The naming convention for intra-day files is the same as above, but with the addition of the minute to which the file relates, so the hh
component becomes hhmm
.
For example:
$ aws s3 ls deutsche-boerse-xetra-pds/2018-06-19/ --no-sign-request
2018-06-18 19:15:04 136 2018-06-19_BINS_XETR0000.csv
2018-06-18 19:15:08 136 2018-06-19_BINS_XETR0001.csv
2018-06-18 19:15:06 136 2018-06-19_BINS_XETR0002.csv
2018-06-18 19:15:08 136 2018-06-19_BINS_XETR0003.csv
[...]
2018-06-19 02:15:06 4228 2018-06-19_BINS_XETR0700.csv
2018-06-19 02:15:07 3601 2018-06-19_BINS_XETR0701.csv
2018-06-19 02:15:08 17917 2018-06-19_BINS_XETR0702.csv
2018-06-19 02:15:09 15483 2018-06-19_BINS_XETR0703.csv
2018-06-19 02:15:09 29281 2018-06-19_BINS_XETR0704.csv
[...]
Neither Eurex nor Xetra are 24 hour trading venues, so there will be hours during the day when there is simply no trading activity.
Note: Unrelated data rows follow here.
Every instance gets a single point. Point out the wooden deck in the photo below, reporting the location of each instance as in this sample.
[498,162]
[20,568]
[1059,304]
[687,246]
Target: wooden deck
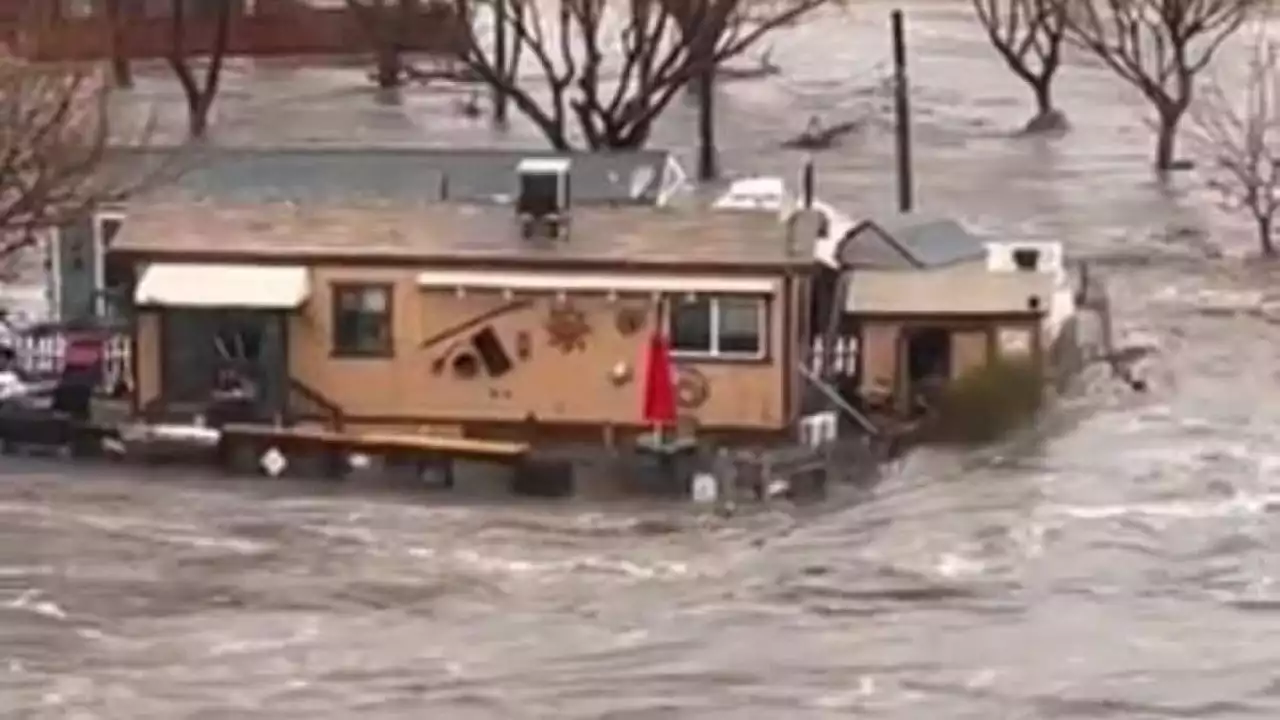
[452,447]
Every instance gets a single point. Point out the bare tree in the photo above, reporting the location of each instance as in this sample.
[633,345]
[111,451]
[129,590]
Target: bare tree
[385,22]
[1242,140]
[1157,46]
[118,13]
[200,92]
[54,165]
[609,69]
[1028,35]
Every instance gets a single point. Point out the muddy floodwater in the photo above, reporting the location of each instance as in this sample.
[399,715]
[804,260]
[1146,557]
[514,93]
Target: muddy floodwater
[1116,564]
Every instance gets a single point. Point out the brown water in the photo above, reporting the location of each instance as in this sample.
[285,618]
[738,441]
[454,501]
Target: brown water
[1116,565]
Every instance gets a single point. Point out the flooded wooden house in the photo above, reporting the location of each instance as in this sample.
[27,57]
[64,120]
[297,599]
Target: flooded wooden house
[85,30]
[87,286]
[462,320]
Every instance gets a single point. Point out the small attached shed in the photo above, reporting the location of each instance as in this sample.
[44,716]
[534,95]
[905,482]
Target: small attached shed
[920,308]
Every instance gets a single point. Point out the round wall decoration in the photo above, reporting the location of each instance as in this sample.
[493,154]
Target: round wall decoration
[567,328]
[693,390]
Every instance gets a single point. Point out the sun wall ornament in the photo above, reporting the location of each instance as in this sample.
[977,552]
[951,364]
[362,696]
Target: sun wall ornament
[567,328]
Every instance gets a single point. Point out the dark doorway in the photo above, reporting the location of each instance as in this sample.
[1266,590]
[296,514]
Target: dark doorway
[928,364]
[202,347]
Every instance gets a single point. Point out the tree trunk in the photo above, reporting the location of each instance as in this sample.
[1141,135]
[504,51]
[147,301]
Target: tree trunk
[1265,242]
[1043,90]
[388,67]
[1166,139]
[197,118]
[122,71]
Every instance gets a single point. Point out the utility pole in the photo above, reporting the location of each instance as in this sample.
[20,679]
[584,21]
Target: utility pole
[499,59]
[705,87]
[901,114]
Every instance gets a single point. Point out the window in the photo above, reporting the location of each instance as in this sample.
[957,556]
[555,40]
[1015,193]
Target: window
[362,320]
[718,327]
[117,277]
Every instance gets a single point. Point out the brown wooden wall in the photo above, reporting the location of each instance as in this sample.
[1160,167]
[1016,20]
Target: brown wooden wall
[279,32]
[973,343]
[416,386]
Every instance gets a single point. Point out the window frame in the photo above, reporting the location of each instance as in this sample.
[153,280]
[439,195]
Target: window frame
[100,250]
[337,292]
[713,308]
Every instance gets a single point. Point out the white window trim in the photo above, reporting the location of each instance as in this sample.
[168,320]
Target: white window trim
[101,218]
[762,327]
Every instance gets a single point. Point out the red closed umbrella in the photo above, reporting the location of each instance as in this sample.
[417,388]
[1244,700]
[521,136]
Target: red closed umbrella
[659,391]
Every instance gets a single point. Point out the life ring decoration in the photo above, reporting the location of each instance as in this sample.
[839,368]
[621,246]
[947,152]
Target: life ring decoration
[693,390]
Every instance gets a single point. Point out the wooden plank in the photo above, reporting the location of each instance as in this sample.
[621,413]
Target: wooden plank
[446,445]
[384,441]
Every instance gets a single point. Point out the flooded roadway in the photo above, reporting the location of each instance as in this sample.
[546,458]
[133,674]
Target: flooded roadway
[1116,564]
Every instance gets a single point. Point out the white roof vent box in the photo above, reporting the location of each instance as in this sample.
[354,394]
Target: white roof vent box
[543,195]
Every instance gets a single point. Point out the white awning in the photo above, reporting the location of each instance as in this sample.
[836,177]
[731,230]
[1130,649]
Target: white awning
[598,283]
[195,285]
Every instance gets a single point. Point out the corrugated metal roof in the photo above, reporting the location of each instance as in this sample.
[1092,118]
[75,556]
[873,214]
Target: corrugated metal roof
[964,291]
[398,176]
[909,240]
[447,232]
[935,244]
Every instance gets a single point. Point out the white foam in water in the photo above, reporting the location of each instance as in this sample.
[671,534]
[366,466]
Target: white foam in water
[1239,505]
To help data consumers distinguish between what may be missing data and normal non-trading conditions, CSV files containing only headers are emitted to positively identify normal, non-trading conditions.
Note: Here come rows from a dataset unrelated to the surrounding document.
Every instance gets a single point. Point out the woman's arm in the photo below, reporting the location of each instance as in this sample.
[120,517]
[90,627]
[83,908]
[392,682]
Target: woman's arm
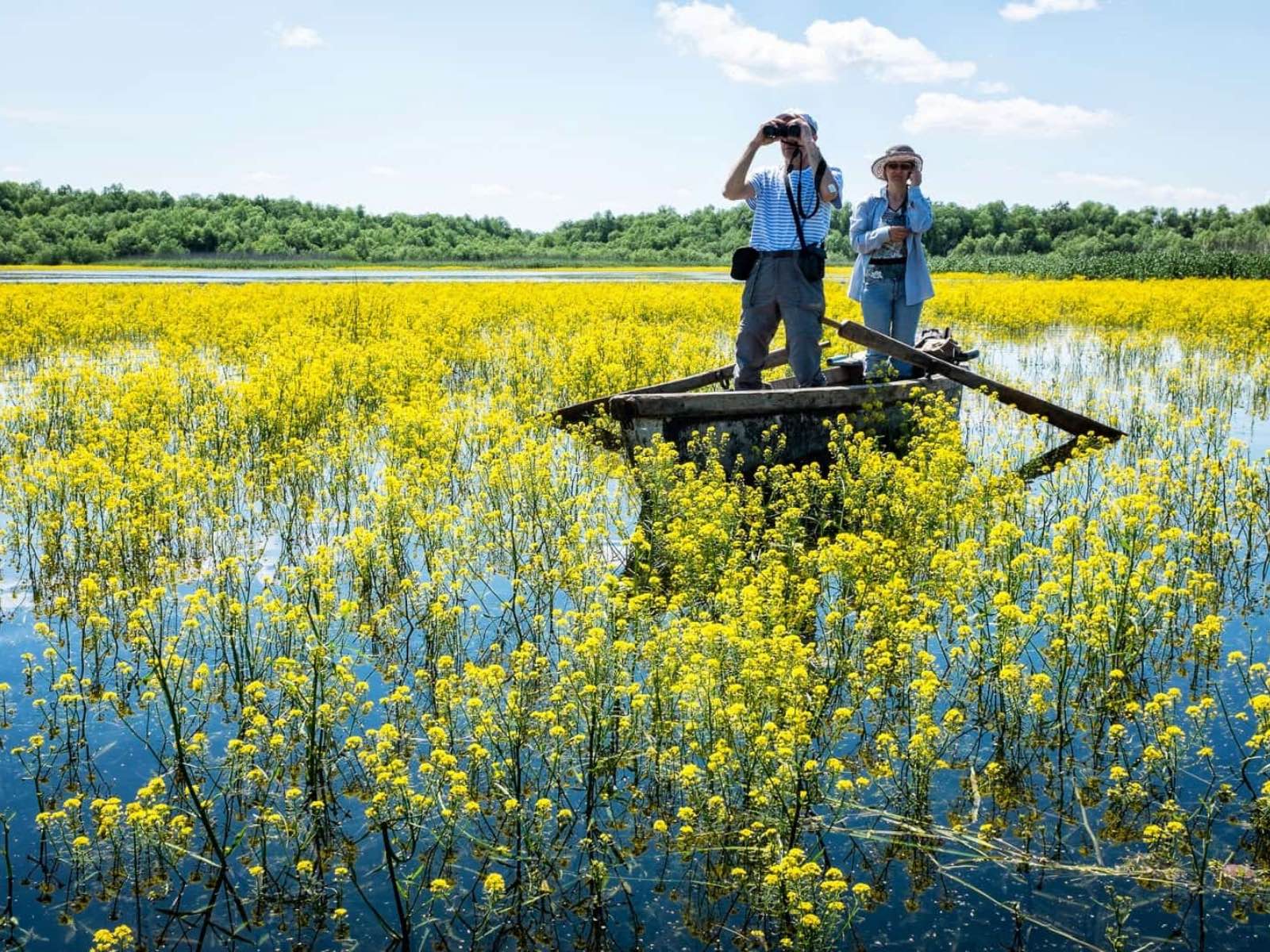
[920,216]
[863,240]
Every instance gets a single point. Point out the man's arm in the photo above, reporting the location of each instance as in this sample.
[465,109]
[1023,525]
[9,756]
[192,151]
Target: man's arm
[831,186]
[736,187]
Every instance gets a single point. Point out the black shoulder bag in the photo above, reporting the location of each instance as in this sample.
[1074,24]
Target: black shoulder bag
[810,258]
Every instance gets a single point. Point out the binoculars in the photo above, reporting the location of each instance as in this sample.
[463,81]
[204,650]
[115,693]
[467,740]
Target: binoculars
[781,130]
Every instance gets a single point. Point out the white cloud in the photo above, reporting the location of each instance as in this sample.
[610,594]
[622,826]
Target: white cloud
[1003,117]
[1162,194]
[749,55]
[1019,13]
[298,37]
[36,117]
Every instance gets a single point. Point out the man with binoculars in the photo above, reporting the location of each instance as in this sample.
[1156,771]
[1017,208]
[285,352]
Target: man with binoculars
[784,267]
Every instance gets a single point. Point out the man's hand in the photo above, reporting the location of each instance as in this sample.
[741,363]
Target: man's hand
[762,139]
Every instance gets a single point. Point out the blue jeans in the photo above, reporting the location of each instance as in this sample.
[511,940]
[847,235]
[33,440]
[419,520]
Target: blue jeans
[883,304]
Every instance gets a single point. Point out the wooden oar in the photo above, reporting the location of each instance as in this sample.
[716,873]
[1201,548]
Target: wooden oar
[1076,424]
[575,413]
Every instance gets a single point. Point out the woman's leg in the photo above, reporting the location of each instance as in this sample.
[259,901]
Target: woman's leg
[905,325]
[876,302]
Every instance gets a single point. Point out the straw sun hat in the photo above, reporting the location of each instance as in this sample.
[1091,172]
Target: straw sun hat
[895,152]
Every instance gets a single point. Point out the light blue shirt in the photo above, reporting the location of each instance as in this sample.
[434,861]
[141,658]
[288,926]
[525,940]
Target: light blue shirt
[774,222]
[869,234]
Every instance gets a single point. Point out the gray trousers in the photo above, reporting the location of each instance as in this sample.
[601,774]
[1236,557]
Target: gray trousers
[776,291]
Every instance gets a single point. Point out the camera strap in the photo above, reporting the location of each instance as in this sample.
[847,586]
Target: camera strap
[797,209]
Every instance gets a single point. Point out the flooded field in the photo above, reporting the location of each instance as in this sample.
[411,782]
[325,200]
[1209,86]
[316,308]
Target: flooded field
[318,634]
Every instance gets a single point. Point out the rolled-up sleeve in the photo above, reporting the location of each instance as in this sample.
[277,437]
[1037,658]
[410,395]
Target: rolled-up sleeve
[837,181]
[920,216]
[863,239]
[760,181]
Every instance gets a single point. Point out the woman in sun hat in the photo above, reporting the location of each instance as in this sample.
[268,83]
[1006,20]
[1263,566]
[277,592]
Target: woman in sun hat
[891,278]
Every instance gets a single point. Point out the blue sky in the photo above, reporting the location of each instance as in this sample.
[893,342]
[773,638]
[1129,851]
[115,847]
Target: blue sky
[548,111]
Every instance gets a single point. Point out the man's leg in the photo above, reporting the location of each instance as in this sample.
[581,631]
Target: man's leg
[759,319]
[757,329]
[803,334]
[802,304]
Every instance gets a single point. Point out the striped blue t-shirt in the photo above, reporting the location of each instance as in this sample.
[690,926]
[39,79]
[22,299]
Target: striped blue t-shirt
[774,225]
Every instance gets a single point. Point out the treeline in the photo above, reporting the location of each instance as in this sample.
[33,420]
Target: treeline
[65,225]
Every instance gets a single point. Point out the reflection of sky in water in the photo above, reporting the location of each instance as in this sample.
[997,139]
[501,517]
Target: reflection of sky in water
[968,904]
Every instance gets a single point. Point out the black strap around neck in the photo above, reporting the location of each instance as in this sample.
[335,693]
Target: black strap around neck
[797,209]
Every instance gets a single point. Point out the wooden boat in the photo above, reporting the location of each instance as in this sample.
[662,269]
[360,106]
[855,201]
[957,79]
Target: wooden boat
[785,424]
[793,425]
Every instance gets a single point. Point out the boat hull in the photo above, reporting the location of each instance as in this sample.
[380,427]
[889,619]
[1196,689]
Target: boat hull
[741,424]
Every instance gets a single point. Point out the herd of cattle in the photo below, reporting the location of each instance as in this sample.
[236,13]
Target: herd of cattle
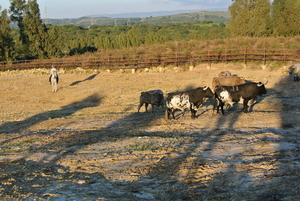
[227,89]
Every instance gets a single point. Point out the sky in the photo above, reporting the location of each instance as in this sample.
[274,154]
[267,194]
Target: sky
[56,9]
We are aware that this causes problems for some tools that are incapable of identifying these header-only files and apologise for that. Changing to a new methodolgy has been considered, but the volume of historical data and doing so in a way that doesn't affect existing consumer pipelines is difficult and not something we plan to tackle any time soon.
All we can currently suggest is that you either use a different tool or apply some pre-filtering to the data.
These empty files are a consistent size (136 bytes for Xetra and 230 bytes for Eurex) so even a simple size filter would suffice.
The contents of the Deutsche Börse Public Dataset, from the Xetra and Eurex trading engines, are defined in the data dictionary.
Trading data is currently available as far back as June 26th 2017 for Xetra, and May 29th 2017 for Eurex. Additional historical data may be made available in the future, depending on demand.
Exemplary use cases are provided in SQL for Xetra data in the examples folder. There's also a TensorFlow demonstration project.
License: Non-commercial (NC) - licensees may copy, distribute, display, and perform the work and make derivative works and remixes based on it only for non-commercial purposes.